Pine nuts’ benefits are numerous. Unless you are allergic to them, they can be included in your diet to reap the health benefits they offer. These nuts have a delicious flavor, and they have been cultivated for thousands of years.
Pine nuts, if consumed in moderation, can promote your overall health. Want to know how? Keep reading to learn more about pine nuts and how to add them to your diet!
What Are Pine Nuts?
Pine nuts are merely the edible seeds of pine trees. Scientifically called Pinus gerardiana, the pine tree is native to eastern Afghanistan, Pakistan, and northwestern India, and grows at elevations between 1800 and 3350 meters.
Also called ‘pignon’ in French, ‘piñones’ in Spanish, ‘pinienkernen’ in German, and ‘koukounari’ in Greek, there are 20 species of pine trees that produce pine seeds. The most commonly harvested pine seeds come from four pine tree varieties – the Mexican pinon, the Colorado pinon, the Chinese nut pine, and the Italian stone pine.
That’s a bit about the nuts (or seeds, technically speaking). How about taking a look at the history?
What Is The History Of Pine Nuts?
These nuts have been an important food for thousands of years. In fact, the native Americans from the Great Basin had harvested these nuts for over 10,000 years. Nomadic hunter-gatherers may have started harvesting pine nuts as far back as 10000 BC, before they became quite popular in Europe and Asia. The nuts then further spread to the Americas and the rest of the world.
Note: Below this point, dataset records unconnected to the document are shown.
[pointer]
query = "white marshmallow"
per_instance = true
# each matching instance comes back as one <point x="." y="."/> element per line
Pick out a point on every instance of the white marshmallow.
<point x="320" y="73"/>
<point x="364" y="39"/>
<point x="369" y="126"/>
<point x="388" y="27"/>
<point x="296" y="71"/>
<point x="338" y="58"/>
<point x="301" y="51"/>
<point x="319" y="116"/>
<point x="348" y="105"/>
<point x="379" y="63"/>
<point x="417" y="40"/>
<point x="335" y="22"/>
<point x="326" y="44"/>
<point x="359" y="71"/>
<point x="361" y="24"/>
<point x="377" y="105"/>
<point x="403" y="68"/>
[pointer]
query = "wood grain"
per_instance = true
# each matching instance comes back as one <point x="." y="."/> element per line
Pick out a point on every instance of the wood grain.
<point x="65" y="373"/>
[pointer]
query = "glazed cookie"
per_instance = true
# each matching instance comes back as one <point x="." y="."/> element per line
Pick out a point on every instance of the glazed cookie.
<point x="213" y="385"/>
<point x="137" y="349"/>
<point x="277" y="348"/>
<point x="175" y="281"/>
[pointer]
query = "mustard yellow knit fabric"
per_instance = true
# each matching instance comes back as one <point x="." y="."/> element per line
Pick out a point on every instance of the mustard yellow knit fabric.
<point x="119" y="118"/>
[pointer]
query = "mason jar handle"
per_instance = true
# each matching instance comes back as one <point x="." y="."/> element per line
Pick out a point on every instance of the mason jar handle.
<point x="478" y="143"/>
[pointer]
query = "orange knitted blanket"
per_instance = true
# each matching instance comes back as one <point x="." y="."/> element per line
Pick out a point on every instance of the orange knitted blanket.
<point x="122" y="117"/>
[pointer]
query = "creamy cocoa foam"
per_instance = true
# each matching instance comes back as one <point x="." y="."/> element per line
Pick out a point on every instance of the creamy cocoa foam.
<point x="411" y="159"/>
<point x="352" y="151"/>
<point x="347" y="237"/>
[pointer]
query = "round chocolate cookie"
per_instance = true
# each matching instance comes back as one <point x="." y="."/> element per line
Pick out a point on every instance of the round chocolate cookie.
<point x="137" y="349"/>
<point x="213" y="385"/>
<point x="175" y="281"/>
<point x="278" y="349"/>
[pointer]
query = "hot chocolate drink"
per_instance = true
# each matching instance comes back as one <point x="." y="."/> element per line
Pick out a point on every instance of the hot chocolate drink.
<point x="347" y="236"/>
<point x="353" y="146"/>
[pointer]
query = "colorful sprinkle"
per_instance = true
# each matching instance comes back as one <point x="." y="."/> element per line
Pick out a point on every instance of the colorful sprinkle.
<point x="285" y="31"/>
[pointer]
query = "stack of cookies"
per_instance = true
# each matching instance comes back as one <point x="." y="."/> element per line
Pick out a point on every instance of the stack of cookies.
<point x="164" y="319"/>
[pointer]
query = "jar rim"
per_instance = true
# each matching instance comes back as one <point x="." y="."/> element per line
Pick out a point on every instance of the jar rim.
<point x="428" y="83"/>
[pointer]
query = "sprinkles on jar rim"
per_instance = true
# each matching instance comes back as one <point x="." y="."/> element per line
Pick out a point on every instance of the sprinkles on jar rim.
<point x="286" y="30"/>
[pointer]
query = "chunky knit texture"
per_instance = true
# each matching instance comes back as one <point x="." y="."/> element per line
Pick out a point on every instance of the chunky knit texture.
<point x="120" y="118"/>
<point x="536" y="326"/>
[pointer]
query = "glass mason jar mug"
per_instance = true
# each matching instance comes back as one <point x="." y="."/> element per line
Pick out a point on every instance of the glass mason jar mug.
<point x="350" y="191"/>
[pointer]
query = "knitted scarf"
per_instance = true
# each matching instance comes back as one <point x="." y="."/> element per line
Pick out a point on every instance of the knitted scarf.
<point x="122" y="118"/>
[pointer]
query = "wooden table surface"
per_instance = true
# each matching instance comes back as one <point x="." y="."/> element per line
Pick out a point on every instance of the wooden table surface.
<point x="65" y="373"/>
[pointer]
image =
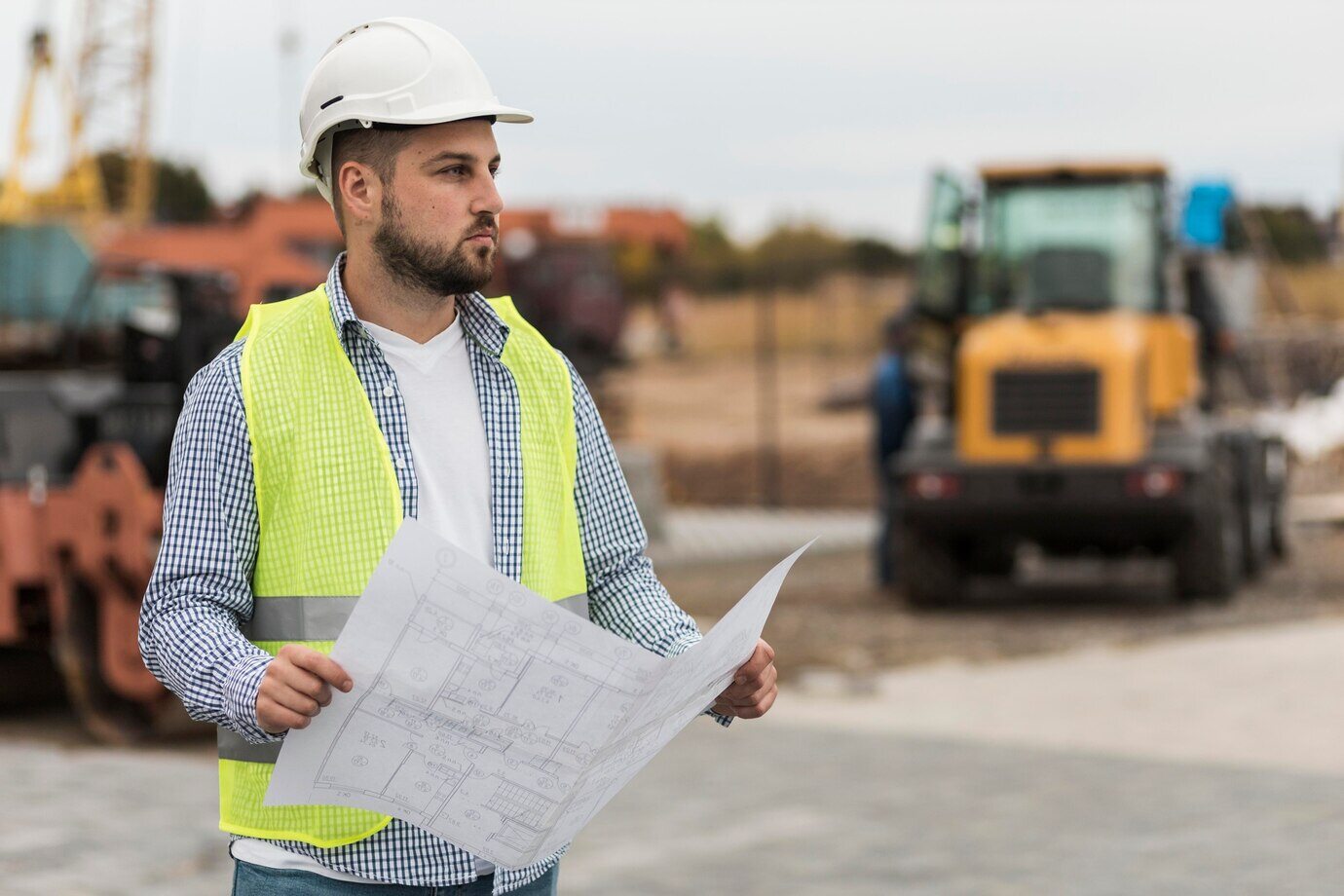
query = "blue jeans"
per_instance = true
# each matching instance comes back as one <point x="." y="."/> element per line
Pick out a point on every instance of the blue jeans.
<point x="257" y="880"/>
All because of one reason – the nuts are incredibly nutritious.
The following section will give you a better idea of the nutritional profile.
What Is The Nutritional Profile Of Pine Nuts?
|Nutrition Facts Serving Size 1 Ounce Kernels|
|Amount Per Serving|
|Calories 191||Calories from Fat 174.4|
|% Daily Value*|
|Total Fat 19g||30%|
|Saturated Fat 1g||7%|
|Total Carbohydrate 3.7g||1%|
|Dietary Fiber 1g||4%|
|Amounts Per Selected Serving||%DV|
|Vitamin E (Alpha Tocopherol)||12.6mg||63%|
|Amounts Per Selected Serving||%DV|
One serving of pine nuts (28 grams) contains 191 calories, 19 grams of fat, and 3.7 grams of carbohydrates. Other nutrients in pine nuts include:
- 1 gram of fiber (1% of the daily value)
- 169 milligrams of potassium (4% of the daily value)
- 9 grams of protein (7% of the daily value)
- 1 milligrams of thiamin (7% of the daily value)
- 6 milligrams of iron (8% of the daily value)
- 7 milligrams of vitamin E (9% of the daily value)
- 8 milligrams of zinc (12% of the daily value)
- 163 milligrams of phosphorus (16% of the daily value)
- 71 milligrams of magnesium (18% of the daily value)
- 3 micrograms of vitamin K (19% of the daily value)
*United States Department of Agriculture, pine nuts (1)
Pine nuts contain several other vital nutrients, and all of them have one common goal – which is to offer us the best health benefits.
What Are The Health Benefits Of Pine Nuts?
Pine nuts work great in suppressing appetite and aiding weight loss, thanks to their fatty acid content. The great combination of nutrients in pine nuts boosts energy, while other important minerals like magnesium and protein help prevent heart attacks and diabetes. The other antioxidants in these seeds are good for pregnancy and boost immunity, vision, skin, and hair health.
1. Suppress Your Appetite
Research shows that pine nuts contain certain fatty acids that might help curb appetite (2). These fatty acids in pine nuts (especially Korean pine nuts) help release a hormone called cholecystokinin (CCK), which is known to suppress appetite (3). When the study was done on people, it revealed encouraging results.
Another study found that pine nuts can boost the functioning of appetite suppressants by up to 60 percent for as long as 4 hours (4).
The important fatty acid in Korean pine nut oil is pinolenic acid, which studies say is a promising satiety ingredient (5).
2. Boost Energy
Certain specific nutrients in pine nuts, like monounsaturated fat, iron, and protein, can help boost energy levels (6), (7). They also are a great source of magnesium. When magnesium is at low levels in the body, it can cause fatigue (8).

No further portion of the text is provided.